Bill Morneau will meet provincial finance ministers in Vancouver to discuss enriching Canada Pension Plan

    1 of 2 2 of 2

      Get ready for another federal-provincial meeting in Vancouver.

      Finance Minister Bill Morneau will gather with his provincial counterparts later today and Monday (June 20) to try to hammer out a deal to reform the Canada Pension Plan.

      The impetus comes from Prime Minister Justin Trudeau's campaign promise to work with the provinces to improve benefits for seniors.

      "Today, a Canadian who works their entire adult life can retire at age 65 with a maximum pension from the Canada Pension Plan and Quebec Pension Plan of $1,065 per month," the Liberal platform stated last year. "Most Canadians do not even receive this much; the average benefit right now under the CPP is only $618 per month."

      This meeting comes a few days after Prime Minister Justin Trudeau was in town to announce a deal with Premier Christy Clark to announce new transit investments. In March, the premiers and the prime minister met in Vancouver and issued a joint communiqué on climate change.

      Seven of 10 provinces representing two-thirds of the population must agree to any reforms to the CPP.

      Complicating matters is the recent election of a new Conservative government in Manitoba. It has gone on record opposing any new payroll taxes.

      Employers and employees pay 4.95 percent of income from $3,500 to $54,900 into the CPP, which is administered by a board of trustees.

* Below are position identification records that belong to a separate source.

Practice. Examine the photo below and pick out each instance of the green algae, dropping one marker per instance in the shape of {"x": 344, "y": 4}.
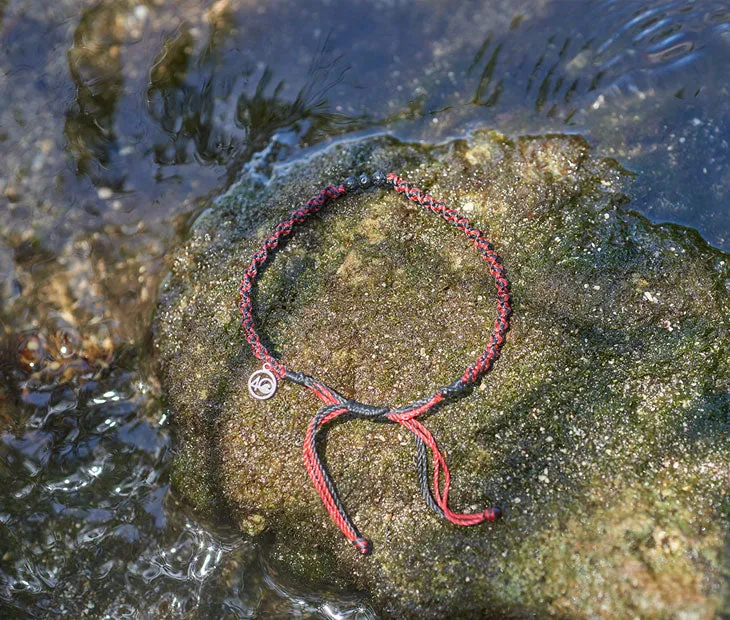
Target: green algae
{"x": 603, "y": 430}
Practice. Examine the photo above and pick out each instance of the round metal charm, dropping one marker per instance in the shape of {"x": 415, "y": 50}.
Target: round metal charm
{"x": 262, "y": 384}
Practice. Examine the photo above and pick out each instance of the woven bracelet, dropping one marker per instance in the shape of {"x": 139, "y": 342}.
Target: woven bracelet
{"x": 263, "y": 383}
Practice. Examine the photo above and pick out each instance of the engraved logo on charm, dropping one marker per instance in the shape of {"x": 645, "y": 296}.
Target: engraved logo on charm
{"x": 262, "y": 384}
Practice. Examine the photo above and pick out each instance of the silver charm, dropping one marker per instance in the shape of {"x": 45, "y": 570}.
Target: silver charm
{"x": 262, "y": 384}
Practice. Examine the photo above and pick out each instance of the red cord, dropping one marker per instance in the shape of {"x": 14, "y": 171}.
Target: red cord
{"x": 336, "y": 406}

      When the former federal Conservative government decided not to enrich the CPP, Ontario premier Kathleen Wynne announced that her province would create its own pension plan.

      The Ontario Retirement Pension Plan website says the "problem" is that the CPP doesn't deliver enough benefits to retirees.

      In 2015, the average yearly benefit under CPP was $7,000 and the maximum yearly benefit was $12,780.

      Last month, the Canadian Labour Congress mounted a campaign and a new website to push for changes to the CPP. The organization notes that 600,000 Canadians live in poverty and 11 million workers do not have a pension plan in their places of employment.

      "For about the cost of a cup of coffee and a donut a day, the average worker could double their CPP benefits at retirement," the CLC states.

      A Canadian Labour Congress video, "The Watch", drives home its point that pensions should be increased.

      The CLC campaign mentions that if workers begin collecting benefits at 60, their monthly cheques are 36 percent less. If they wait until 70, they will receive about 42 percent more per month.

      The Canadian Federation of Independent Business has opposed mandatory increases to CPP premiums.

      In 2013, it conducted a survey of more than 8,000 business owners, which showed that any increase in premiums "would result in them considering wage freezes and reduce investments in the business", according to a commentary by CFIB executive vice president Laura Jones.

      On June 9, CFIB president Dan Kelly met B.C. finance minister Mike de Jong to press his organization's opposition to higher payroll taxes.

      Trudeau also made promises about Old Age Security and GIS

      The federal Liberals have pledged to roll back the age of eligibility for Old Age Security and the Guaranteed Income Supplement to 65 from 67.

      Prior to the last election, the Liberals also promised to immediately increase the Guaranteed Income Supplement by 10 percent for single, lower-income seniors, which would give them an additional $920 per year.

      Former prime minister Stephen Harper's government raised the age of eligibility to 67 for anyone born after March 31, 1958.

      At the time, then finance minister Jim Flaherty defended the change by saying that in the 1970s, there were seven workers for every person over the age of 65; he also cited forecasts that there would only be two workers for every person over 65 by 2032.  Life expectancies have increased by a decade for men and by seven years for women from the 1970s.